Iosefka didn’t respond.

The Hunter began administering blood vials. The first didn’t change anything. A second, a third, a fourth – she tore the cane from her sweetheart’s chest, then tried a fifth. A sixth.

Th- the next one would work.

It had to.

The seventh vial brought no appreciable change.

The eighth, ninth, and tenth were injected all at once, directly into Iosefka’s chest, and a breath rattled from the doctor’s lungs, weak and wheezy, a singular spasm wracking her whole body before she promptly went limp. She slumped over in her chair, kept upright only by Ophelia’s hand on her cheek.

Rational thought briefly abandoned the Hunter, the meaning of this response failing to register in her mind as the feeling of having Iosefka’s head loll against her hand did something strange to her. Left her in a strange sort of trance.

A giggle caught her ear, and, in a haze, Ophelia whirled around.

The assistant doctor wriggled on an operating table, propped up on her hands and knees, her eyes darting to and fro, her shoes apparently lost to the aether, her doctor’s garb lightly spattered with pale red blood.

Ophelia didn’t need rational thought to make the connection there. Blind rage was perfectly sufficient.

Her hands found her greatsword where it lay on the floor, and as she retrieved it, it shone with turquoise moonlight.

Good Hunter, it seemed to tell her, that woman drove her pathetic little sword-cane through dear, darling Iosefka.

‘Perhaps I ought to show her what a real sword can do,’ thought Ophelia, and the sword seemed to thrum with the same idea at the same time, as if the two were in unison.

The woman on the table was babbling madness, and every sound from her damnable throat urged the Hunter forwards.

When Ophelia stood beside the plain, metal table, she raised her precious sword high above her head, stepping forward as she brought the glowing blade down, splitting the table, and the woman upon it, in two. Blood sprayed in a spectacular arc from the wound, decorating Ophelia with a vertical stripe of warm, wet gore.

She tugged the bloodied blade free from the hardwood floor with a grunt and took a step to her right.

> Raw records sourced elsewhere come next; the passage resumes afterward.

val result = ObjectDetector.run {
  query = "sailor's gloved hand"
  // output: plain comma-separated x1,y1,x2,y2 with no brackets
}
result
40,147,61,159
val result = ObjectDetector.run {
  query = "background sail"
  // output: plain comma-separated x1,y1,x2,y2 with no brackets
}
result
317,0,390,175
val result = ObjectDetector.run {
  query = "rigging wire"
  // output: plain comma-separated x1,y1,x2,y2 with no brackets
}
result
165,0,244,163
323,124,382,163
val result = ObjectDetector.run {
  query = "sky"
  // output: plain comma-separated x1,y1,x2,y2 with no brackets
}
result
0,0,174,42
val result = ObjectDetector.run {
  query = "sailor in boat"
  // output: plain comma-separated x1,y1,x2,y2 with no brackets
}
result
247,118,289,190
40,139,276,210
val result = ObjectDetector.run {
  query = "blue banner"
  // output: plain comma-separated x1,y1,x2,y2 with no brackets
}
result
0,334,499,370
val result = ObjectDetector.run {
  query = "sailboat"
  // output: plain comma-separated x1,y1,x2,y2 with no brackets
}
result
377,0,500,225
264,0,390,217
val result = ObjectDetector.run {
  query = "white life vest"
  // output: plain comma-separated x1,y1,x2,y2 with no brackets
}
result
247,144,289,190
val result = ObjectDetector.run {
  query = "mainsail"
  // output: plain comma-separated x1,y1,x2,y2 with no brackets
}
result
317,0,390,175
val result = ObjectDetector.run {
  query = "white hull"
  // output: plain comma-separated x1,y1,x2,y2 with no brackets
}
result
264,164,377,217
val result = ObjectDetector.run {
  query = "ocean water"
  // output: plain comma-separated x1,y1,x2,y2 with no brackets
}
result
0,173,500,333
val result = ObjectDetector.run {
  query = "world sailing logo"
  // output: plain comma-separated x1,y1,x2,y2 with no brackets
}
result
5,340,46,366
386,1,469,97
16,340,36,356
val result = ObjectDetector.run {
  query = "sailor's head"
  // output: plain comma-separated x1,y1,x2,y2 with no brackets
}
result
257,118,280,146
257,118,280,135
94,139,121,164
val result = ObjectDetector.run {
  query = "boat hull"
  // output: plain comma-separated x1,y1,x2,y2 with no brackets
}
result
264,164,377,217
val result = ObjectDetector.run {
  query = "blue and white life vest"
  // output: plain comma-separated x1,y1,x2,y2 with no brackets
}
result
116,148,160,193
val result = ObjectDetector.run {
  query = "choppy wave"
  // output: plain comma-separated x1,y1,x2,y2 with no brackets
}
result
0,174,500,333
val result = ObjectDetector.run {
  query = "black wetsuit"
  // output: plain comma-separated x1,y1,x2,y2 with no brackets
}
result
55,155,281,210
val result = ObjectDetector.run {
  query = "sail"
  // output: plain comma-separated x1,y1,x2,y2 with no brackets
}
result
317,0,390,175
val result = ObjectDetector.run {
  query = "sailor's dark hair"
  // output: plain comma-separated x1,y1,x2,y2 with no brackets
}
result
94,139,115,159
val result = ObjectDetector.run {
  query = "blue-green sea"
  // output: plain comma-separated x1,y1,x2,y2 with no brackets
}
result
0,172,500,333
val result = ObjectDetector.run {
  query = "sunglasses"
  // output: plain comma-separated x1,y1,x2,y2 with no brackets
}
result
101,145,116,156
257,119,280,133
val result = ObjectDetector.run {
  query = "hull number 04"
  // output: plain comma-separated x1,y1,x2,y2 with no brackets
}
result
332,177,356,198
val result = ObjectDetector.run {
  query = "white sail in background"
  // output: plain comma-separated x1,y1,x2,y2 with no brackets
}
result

The woman who had run Iosefka through gurgled something which was probably insane, but which was, mercifully, cut short when another stroke of Ophelia’s blessed blade took the head of the table clean off.

She left her weapon embedded in the floor, then, and returned to Iosefka, bracing a knee on the chair and taking the white-haired doctor into her arms. She just held her, paying no mind to the fact that she was streaked with gore, as one tends to be after cleaving a woman in twain and subsequently taking off her head for good measure.

For a time, she wept.

At length, Ophelia rose. She pulled her sword free of the floor and gave it a firm shake to dismiss its enchantment and return it to normal size, then brought it over to Iosefka’s desk and set it down. Then, she scooped the doctor up into her arms. She cradled the woman for a moment, pressing her cheek to Iosefka’s head; eventually, she sat the limp woman on the desk to free up her right hand so she could call the Messengers to come and retrieve her guiding moonlight.

As soon as their clammy little hands had taken hold of the commendable blade and spirited it away to the Dream, the moon-scented Hunter picked Iosefka back up and began to walk.